Saturday, April 29, 2006

Belgian Study Touts Open Access Publishing for EU

Elsevier is bad, says 112 page report.

Brussels delivers blow to Reed Elsevier

· Pricing of journal papers 'impedes science progress'
· Internet access proposal puts lucrative trade at risk

Richard Wray
Wednesday April 19, 2006
The Guardian

Scientific research funded by the European taxpayer should be freely available to everyone over the internet, according to a European commission report - a blow to the lucrative scientific publishing operations of media groups such as Reed Elsevier and Germany's Springer.

The report, produced by economists from Toulouse University and the Free University of Brussels for the EC, shows that in the 20 years to 1995 the price of scientific journals rose 300% more than the rate of inflation over the period. In the 10 years since then, price increases slowed but still significantly outpaced inflation.

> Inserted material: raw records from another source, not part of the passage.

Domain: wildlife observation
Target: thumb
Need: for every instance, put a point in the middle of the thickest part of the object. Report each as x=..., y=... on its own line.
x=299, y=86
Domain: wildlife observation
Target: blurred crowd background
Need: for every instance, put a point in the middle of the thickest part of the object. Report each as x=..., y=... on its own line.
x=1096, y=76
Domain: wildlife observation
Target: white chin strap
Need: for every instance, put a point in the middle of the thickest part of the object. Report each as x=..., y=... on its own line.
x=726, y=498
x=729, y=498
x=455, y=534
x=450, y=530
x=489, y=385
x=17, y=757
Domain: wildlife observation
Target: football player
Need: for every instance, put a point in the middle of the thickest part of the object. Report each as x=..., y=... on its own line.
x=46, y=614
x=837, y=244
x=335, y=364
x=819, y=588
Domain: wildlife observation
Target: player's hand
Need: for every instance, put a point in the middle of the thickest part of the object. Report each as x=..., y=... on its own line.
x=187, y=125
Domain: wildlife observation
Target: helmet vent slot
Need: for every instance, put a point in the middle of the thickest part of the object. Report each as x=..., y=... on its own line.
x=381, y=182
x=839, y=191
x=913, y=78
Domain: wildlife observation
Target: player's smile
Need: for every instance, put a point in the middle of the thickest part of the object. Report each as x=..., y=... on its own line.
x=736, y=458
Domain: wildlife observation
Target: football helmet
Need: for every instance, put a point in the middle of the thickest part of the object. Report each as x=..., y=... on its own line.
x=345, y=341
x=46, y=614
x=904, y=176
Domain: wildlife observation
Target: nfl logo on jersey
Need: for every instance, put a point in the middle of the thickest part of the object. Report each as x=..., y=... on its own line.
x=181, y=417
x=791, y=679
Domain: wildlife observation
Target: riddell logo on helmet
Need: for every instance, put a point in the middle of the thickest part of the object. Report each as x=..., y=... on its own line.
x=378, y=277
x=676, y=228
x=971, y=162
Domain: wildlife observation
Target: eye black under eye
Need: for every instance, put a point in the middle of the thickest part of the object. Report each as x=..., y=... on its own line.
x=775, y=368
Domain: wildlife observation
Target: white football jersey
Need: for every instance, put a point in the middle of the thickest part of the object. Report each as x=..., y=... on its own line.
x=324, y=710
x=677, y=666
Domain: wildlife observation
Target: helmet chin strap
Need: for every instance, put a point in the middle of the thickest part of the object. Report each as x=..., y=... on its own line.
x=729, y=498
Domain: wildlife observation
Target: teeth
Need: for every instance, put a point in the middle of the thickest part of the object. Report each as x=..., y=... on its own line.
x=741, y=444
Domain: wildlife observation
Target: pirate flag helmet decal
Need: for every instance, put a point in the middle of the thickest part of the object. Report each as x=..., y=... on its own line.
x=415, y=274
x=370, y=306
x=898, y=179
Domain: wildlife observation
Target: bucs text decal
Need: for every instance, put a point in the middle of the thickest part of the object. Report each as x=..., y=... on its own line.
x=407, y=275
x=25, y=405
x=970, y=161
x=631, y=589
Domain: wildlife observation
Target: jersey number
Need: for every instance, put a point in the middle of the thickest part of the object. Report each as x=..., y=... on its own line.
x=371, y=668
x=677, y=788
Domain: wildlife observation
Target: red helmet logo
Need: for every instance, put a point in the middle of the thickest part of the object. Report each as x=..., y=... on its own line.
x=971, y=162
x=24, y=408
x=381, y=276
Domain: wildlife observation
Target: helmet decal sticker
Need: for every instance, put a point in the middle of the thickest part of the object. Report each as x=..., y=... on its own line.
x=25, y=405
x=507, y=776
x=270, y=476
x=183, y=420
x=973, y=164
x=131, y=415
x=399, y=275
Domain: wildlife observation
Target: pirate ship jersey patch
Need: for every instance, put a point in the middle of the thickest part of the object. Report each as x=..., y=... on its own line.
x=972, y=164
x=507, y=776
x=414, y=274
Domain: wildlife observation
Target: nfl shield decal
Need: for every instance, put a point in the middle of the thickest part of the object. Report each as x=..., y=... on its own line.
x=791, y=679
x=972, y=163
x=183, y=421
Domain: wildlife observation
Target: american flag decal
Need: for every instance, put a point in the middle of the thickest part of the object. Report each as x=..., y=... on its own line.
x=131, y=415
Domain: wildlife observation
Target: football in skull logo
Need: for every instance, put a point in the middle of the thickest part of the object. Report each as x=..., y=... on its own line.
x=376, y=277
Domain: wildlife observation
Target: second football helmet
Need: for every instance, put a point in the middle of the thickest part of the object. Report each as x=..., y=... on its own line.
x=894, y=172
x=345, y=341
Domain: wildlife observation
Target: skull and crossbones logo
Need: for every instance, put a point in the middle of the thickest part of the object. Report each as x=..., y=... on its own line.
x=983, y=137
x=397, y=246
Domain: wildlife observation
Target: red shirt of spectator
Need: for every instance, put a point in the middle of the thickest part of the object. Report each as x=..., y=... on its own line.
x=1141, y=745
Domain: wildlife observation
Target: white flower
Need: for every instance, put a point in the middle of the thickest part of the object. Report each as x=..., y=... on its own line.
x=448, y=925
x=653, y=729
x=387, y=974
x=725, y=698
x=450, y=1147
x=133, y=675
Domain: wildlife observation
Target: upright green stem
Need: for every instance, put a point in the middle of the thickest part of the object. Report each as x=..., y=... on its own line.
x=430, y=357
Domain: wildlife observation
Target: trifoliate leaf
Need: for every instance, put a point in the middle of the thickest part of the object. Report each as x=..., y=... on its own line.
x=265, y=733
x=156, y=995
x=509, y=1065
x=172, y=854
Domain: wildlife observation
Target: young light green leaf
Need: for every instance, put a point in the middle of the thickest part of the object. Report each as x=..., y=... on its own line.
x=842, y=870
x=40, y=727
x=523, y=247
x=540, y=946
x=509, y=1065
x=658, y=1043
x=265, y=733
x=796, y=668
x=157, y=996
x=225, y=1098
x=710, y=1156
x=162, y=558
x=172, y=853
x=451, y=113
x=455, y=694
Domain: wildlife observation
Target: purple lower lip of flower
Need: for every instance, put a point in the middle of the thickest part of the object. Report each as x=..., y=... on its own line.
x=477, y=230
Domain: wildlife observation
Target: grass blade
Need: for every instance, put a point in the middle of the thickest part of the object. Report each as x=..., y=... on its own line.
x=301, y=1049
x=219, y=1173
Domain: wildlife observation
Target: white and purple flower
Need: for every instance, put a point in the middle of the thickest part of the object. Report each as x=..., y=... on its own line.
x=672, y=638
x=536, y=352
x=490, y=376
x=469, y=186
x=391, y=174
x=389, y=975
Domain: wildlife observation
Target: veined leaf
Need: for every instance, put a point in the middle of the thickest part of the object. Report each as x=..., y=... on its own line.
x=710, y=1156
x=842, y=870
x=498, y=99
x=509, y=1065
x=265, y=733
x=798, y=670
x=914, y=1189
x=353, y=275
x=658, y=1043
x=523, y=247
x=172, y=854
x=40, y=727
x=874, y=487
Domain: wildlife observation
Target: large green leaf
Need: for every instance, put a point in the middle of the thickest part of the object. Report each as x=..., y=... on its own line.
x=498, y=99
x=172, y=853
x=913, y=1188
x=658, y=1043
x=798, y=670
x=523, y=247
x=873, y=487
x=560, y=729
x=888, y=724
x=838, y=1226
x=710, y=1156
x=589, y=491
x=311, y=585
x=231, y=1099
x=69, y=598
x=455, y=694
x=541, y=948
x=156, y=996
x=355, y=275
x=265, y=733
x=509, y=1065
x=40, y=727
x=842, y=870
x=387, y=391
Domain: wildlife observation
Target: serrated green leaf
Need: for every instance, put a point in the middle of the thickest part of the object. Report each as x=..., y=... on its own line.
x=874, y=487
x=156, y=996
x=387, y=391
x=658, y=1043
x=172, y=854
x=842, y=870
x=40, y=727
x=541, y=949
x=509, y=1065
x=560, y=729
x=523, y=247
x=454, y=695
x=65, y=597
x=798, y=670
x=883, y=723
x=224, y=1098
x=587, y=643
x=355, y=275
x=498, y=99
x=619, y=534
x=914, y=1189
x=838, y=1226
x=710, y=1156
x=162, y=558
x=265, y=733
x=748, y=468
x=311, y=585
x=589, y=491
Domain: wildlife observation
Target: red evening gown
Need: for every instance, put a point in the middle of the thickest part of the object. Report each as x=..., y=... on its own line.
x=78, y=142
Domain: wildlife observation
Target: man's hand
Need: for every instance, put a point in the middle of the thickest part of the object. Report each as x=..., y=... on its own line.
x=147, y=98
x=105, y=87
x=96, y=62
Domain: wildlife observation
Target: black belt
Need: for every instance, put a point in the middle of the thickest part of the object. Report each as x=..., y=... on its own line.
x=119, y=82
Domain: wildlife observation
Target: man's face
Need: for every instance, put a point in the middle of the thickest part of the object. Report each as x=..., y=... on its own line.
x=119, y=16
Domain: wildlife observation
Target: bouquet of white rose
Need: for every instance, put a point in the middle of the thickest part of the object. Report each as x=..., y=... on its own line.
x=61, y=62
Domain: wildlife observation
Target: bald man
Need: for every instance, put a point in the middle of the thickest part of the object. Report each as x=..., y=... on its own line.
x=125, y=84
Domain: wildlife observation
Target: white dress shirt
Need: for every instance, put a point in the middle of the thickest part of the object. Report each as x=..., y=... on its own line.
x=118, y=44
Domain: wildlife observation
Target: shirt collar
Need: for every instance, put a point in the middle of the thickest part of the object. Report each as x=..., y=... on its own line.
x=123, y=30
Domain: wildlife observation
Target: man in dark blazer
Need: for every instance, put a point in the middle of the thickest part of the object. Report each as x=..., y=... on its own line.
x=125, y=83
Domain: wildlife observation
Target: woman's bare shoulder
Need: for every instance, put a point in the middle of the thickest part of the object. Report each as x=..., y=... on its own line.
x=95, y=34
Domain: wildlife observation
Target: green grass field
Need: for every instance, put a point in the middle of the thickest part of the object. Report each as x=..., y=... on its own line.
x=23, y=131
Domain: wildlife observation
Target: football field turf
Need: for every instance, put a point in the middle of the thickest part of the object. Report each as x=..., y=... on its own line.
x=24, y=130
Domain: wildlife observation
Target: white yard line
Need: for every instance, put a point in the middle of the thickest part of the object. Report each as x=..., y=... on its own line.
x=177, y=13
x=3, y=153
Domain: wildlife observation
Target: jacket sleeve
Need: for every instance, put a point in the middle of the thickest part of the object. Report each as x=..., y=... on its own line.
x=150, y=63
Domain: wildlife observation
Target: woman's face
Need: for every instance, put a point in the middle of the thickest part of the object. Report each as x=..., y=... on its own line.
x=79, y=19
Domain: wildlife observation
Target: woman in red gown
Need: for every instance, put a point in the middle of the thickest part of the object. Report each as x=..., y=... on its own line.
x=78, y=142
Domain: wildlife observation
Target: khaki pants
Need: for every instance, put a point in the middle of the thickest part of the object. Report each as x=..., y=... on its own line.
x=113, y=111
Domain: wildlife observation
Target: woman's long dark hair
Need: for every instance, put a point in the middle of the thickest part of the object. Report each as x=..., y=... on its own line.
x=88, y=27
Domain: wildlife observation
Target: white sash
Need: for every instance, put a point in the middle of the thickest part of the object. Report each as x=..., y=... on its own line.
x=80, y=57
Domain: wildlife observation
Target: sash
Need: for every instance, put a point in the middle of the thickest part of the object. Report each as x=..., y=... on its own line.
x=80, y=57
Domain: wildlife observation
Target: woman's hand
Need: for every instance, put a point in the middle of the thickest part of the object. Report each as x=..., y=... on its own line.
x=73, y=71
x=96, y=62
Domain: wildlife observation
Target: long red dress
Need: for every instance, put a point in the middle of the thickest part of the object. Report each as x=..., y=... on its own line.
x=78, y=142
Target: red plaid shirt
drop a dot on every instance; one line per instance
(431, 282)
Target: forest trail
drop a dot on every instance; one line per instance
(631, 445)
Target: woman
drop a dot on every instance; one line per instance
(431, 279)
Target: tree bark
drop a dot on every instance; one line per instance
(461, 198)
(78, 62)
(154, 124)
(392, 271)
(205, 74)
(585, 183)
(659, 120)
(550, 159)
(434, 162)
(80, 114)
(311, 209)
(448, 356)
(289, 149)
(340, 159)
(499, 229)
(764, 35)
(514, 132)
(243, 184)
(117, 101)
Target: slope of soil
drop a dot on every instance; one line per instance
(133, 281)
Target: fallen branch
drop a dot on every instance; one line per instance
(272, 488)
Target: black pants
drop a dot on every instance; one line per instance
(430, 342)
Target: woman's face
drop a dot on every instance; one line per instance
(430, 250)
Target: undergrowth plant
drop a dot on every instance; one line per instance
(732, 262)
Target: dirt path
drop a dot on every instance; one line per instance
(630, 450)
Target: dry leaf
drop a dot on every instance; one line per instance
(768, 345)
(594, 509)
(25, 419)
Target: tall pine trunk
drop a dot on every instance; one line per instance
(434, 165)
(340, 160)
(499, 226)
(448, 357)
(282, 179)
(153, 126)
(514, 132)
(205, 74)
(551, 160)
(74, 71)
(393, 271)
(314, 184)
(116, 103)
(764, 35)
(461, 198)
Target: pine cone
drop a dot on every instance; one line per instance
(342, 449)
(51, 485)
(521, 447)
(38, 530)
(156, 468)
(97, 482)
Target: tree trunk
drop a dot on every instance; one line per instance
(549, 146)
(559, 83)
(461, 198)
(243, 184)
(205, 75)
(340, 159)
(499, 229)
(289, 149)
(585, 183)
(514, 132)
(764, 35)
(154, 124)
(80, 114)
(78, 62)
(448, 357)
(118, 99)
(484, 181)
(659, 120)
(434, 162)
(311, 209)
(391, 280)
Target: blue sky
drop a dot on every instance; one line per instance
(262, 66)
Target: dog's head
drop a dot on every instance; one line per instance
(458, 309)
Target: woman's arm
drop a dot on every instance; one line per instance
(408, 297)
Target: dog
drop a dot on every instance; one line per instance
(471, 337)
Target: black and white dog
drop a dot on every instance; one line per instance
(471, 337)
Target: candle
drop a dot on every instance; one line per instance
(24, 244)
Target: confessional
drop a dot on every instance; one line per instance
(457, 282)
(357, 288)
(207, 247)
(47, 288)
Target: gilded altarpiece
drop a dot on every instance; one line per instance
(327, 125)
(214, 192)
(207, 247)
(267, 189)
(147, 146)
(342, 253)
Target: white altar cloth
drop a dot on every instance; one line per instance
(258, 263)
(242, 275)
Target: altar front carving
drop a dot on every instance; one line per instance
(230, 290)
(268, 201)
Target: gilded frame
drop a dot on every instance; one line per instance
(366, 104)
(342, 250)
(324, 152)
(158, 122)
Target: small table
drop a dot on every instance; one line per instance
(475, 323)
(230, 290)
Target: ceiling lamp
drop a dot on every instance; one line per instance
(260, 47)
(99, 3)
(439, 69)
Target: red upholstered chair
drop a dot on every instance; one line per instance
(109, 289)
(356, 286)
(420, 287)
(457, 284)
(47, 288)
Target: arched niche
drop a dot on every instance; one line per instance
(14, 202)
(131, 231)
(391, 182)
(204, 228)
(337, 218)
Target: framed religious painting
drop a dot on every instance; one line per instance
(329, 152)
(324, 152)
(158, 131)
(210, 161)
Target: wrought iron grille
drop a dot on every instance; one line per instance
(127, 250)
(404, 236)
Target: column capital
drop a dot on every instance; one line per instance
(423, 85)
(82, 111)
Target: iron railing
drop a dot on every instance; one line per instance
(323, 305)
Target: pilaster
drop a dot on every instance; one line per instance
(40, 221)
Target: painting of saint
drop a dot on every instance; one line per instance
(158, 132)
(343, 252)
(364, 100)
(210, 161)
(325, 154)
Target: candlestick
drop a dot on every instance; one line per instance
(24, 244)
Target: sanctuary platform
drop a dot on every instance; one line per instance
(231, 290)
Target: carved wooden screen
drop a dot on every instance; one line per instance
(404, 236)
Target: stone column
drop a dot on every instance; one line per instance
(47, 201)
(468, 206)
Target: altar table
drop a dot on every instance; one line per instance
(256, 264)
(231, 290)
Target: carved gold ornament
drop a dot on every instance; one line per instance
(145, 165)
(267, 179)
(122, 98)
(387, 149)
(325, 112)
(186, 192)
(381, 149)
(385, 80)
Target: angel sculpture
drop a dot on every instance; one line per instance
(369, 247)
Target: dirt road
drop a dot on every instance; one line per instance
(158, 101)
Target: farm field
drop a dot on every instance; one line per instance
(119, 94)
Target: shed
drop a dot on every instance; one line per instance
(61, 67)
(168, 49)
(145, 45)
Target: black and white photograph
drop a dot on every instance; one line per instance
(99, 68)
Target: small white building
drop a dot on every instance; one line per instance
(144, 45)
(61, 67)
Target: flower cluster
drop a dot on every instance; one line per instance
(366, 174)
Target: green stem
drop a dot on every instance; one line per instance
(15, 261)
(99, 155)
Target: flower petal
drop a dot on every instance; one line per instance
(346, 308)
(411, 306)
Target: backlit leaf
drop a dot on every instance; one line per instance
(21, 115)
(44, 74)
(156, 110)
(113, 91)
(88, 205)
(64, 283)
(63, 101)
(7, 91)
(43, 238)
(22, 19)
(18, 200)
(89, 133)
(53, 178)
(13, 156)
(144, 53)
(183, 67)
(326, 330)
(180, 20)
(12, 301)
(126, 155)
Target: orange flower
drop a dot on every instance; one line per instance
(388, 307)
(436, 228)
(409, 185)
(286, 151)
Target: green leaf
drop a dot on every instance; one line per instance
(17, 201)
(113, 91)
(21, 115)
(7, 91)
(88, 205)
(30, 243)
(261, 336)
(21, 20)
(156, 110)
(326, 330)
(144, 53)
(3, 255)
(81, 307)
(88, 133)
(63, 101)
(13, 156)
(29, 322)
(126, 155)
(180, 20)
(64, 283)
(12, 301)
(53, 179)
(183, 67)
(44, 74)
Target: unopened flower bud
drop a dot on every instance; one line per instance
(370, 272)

"While it is important to stress the societal value of the existing publication system, it is also important to acknowledge the societal cost linked to high journal prices, in financial terms for public budgets, but also in terms of limits on the dissemination of knowledge and therefore of further scientific progress," the report concludes.

The report, published this month and open to consultation until the summer, recommends open access to publicly funded research. It proposes that researchers who receive EU funding should be "mandated" to place copies of articles published in subscription journals on web-based archives that can be accessed by everyone for free.

Subscribe to Post Comments [Atom]

2 Comments:

At April 29, 2006 11:48 PM, Blogger Sandra said...

I'm really glad to read that. Snippet from an email I sent recently to an organization who may or may not respond:

I want to write about [x]. I have to pay for all those
documents in order to let other people, who will also
have to buy them, know that they exist.

The alternative is not to write. If it were just a
matter of writing for myself, if I read the info and
told nobody, it wouldn't matter. But I have hundreds
of readers who can process this knowledge if they
learned about it, and hundreds more who will at least
skim my writing and see that the word bipolar is not
spelled bi-polar or BiPolar.

Is pay-per-read the solution? Am I looking at this all
wrong? I'm getting paid to write [sometimes] so I should pay for my
raw source material, right? Certainly that makes sense
in theory and in some cases is quite appropriate. It's
just that the scale is out of proportion in this case.
If I paid the going rate for PDFs, if every link from
my blog items cost me $30, I'd be paying thousands a
month, and I don't get nearly that in return.

Some journals give free access to media. The APA is
great for that, they send me lots of publications. They're
an exception.

Meanwhile, the authors of the articles invariably and
enthusiastically want me to read, and send me their writing. They want
readers, they want dissemination, they want
discussion.

Etc.

 
At May 01, 2006 12:41 AM, Blogger The Neurocritic said...

Last year, NIH "strongly encouraged" their funded researchers to submit manuscripts to PubMedCentral for free release within a year of publication in a paid journal. This, of course, won't help you find an article published last week.

SO there is some movement in science publishing to make federally funded research freely available to the public (after all, taxes pay for NIH). There's also PLoS and Biomed Central.

Here's an extreme (but true) example of when timely access is a life-and-death matter. My colleague's neighbor is suffering from a virulent form of breast cancer and wants to read about the latest experimental treatments. Who can afford to pay $300 for 10 articles? So my colleague got her the articles using his academic affiliation. What kind of publisher wants to gouge a cancer patient for articles on cancer treatments??